Assessing Hemodynamic Impact of Tissue-Engineered Vascular Graft Displacement: Combining Postoperative in vivo Results and Computational Modeling to Improve Surgical Planning

TL;DR

This study combines postoperative in vivo results with computational modeling to assess how tissue-engineered vascular graft displacement affects hemodynamics, aiming to improve surgical planning and outcomes.

Contribution

It introduces a method to quantify graft displacement effects on hemodynamics by integrating in vivo data with virtual simulations, enhancing surgical decision-making.

Findings

Graft displacement up to 6.9 mm causes significant pressure and shear stress changes.
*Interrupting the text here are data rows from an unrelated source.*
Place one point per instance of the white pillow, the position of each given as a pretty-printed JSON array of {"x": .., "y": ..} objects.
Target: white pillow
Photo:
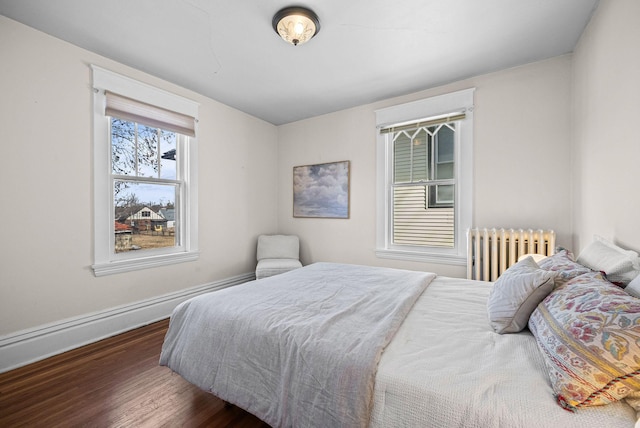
[
  {"x": 634, "y": 287},
  {"x": 618, "y": 264},
  {"x": 516, "y": 294}
]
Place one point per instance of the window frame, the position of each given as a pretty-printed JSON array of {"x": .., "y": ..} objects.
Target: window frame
[
  {"x": 106, "y": 260},
  {"x": 442, "y": 105}
]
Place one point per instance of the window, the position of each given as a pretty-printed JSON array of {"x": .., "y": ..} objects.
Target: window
[
  {"x": 424, "y": 179},
  {"x": 145, "y": 172}
]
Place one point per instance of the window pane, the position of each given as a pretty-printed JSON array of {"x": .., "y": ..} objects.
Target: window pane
[
  {"x": 416, "y": 224},
  {"x": 444, "y": 194},
  {"x": 402, "y": 158},
  {"x": 419, "y": 158},
  {"x": 147, "y": 151},
  {"x": 123, "y": 147},
  {"x": 168, "y": 154},
  {"x": 144, "y": 215},
  {"x": 444, "y": 153}
]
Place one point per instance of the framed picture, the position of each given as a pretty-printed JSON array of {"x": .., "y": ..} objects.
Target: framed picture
[{"x": 321, "y": 190}]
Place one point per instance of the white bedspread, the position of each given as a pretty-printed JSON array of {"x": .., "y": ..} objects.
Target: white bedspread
[
  {"x": 446, "y": 368},
  {"x": 299, "y": 349}
]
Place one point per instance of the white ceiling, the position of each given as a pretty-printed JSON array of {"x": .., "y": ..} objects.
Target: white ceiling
[{"x": 366, "y": 50}]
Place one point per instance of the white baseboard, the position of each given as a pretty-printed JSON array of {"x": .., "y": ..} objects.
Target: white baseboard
[{"x": 34, "y": 344}]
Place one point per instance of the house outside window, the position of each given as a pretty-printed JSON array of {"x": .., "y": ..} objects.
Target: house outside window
[
  {"x": 145, "y": 169},
  {"x": 424, "y": 179}
]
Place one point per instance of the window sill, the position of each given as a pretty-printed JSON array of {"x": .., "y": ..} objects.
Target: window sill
[
  {"x": 120, "y": 266},
  {"x": 417, "y": 256}
]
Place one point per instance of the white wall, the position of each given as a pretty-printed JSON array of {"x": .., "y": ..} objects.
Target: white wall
[
  {"x": 46, "y": 174},
  {"x": 606, "y": 107},
  {"x": 521, "y": 156}
]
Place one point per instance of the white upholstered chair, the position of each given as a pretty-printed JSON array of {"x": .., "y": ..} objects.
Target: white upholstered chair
[{"x": 277, "y": 254}]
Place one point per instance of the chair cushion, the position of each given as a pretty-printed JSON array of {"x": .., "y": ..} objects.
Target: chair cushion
[
  {"x": 270, "y": 267},
  {"x": 278, "y": 247}
]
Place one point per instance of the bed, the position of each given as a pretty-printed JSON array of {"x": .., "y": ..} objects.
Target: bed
[{"x": 424, "y": 354}]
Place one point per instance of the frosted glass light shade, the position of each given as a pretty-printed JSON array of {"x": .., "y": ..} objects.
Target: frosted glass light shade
[{"x": 296, "y": 25}]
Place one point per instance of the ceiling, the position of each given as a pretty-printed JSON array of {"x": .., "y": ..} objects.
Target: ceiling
[{"x": 366, "y": 50}]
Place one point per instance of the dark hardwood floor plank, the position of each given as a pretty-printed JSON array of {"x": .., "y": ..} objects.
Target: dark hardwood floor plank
[{"x": 116, "y": 382}]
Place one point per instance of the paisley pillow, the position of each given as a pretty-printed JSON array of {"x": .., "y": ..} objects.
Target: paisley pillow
[{"x": 589, "y": 335}]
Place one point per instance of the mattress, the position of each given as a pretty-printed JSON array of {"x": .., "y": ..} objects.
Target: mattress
[{"x": 446, "y": 367}]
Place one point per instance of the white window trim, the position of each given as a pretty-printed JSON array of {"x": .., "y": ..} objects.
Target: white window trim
[
  {"x": 460, "y": 101},
  {"x": 106, "y": 262}
]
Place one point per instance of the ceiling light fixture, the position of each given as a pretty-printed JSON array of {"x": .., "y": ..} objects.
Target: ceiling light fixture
[{"x": 296, "y": 25}]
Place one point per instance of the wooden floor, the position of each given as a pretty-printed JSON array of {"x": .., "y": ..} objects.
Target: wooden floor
[{"x": 116, "y": 382}]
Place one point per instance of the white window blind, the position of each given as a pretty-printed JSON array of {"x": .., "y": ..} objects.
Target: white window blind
[{"x": 156, "y": 117}]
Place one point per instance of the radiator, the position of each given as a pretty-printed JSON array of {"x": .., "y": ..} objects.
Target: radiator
[{"x": 491, "y": 251}]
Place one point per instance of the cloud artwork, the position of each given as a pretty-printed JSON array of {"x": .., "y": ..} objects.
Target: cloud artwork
[{"x": 321, "y": 190}]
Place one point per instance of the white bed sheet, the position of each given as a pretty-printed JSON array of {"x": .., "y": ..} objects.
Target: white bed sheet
[{"x": 446, "y": 368}]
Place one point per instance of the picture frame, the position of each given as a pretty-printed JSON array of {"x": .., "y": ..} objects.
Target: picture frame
[{"x": 321, "y": 190}]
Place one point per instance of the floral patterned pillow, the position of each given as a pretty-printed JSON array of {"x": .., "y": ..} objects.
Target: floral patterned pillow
[
  {"x": 564, "y": 263},
  {"x": 589, "y": 335}
]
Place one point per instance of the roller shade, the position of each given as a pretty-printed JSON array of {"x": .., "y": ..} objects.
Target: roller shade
[
  {"x": 422, "y": 123},
  {"x": 146, "y": 114}
]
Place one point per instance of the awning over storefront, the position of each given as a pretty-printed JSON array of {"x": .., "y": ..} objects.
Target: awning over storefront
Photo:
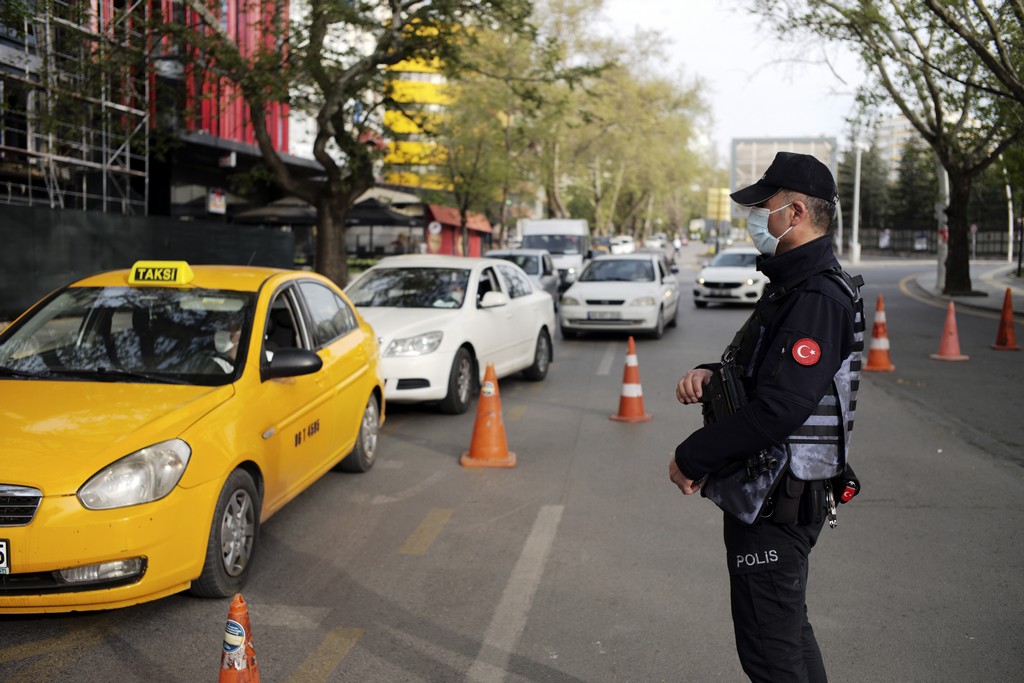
[{"x": 450, "y": 216}]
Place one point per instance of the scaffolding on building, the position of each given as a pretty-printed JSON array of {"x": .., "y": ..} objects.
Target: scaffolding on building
[{"x": 75, "y": 108}]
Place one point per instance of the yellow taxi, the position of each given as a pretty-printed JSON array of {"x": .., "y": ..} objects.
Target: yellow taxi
[{"x": 154, "y": 418}]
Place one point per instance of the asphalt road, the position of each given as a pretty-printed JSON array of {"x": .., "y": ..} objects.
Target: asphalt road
[{"x": 585, "y": 563}]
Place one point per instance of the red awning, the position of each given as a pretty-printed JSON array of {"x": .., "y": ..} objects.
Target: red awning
[{"x": 450, "y": 216}]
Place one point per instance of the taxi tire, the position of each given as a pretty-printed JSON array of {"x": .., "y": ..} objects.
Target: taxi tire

Virtual simulations improved aortic shape prediction accuracy by 27.5%.

Hemodynamic metrics are highly sensitive to graft placement mismatches.

Abstract

Tissue-engineered vascular grafts (TEVG) have shown promise in advancing vascular reconstructions. However, precise in vivo implantation is challenging, and it is unclear how deviations in location and size affect hemodynamics. This study aims to compare preoperative designs and postoperative anatomies of TEVG in an in vivo study to evaluate discrepancies and investigate the impact of graft displacement and size on hemodynamics by virtually simulating implantation scenarios that are informed by in vivo postoperative results. Designed and postoperative geometries of four porcine aortas were compared to measure the mismatch in implantation location and graft shape. These results informed a virtual TEVG implantation study. TEVG location, orientation, and size were varied to investigate the effects on the final aorta shape and hemodynamics. Anastomosis of TEVG was simulated using finite element modeling. Key hemodynamic metrics were obtained from virtual implantations and actual postoperative anatomies using computational fluid dynamics. Our in vivo study showed that TEVGs can experience up to 6.9 mm displacement and a 38 degree rotational shift post-implantation, leading to discrepancies in pressure drop (2.5 mmHg, 50%) and time-averaged wall shear stress (7.2 Pa, 72%) compared to predictions. Virtual anastomosis simulations improved aortic shape predictions by 27.5%. Our results highlight the sensitivity of key hemodynamic metrics to graft implantation location and size mismatch. By quantifying displacement ranges and their impacts during surgery, surgeons can make informed decisions.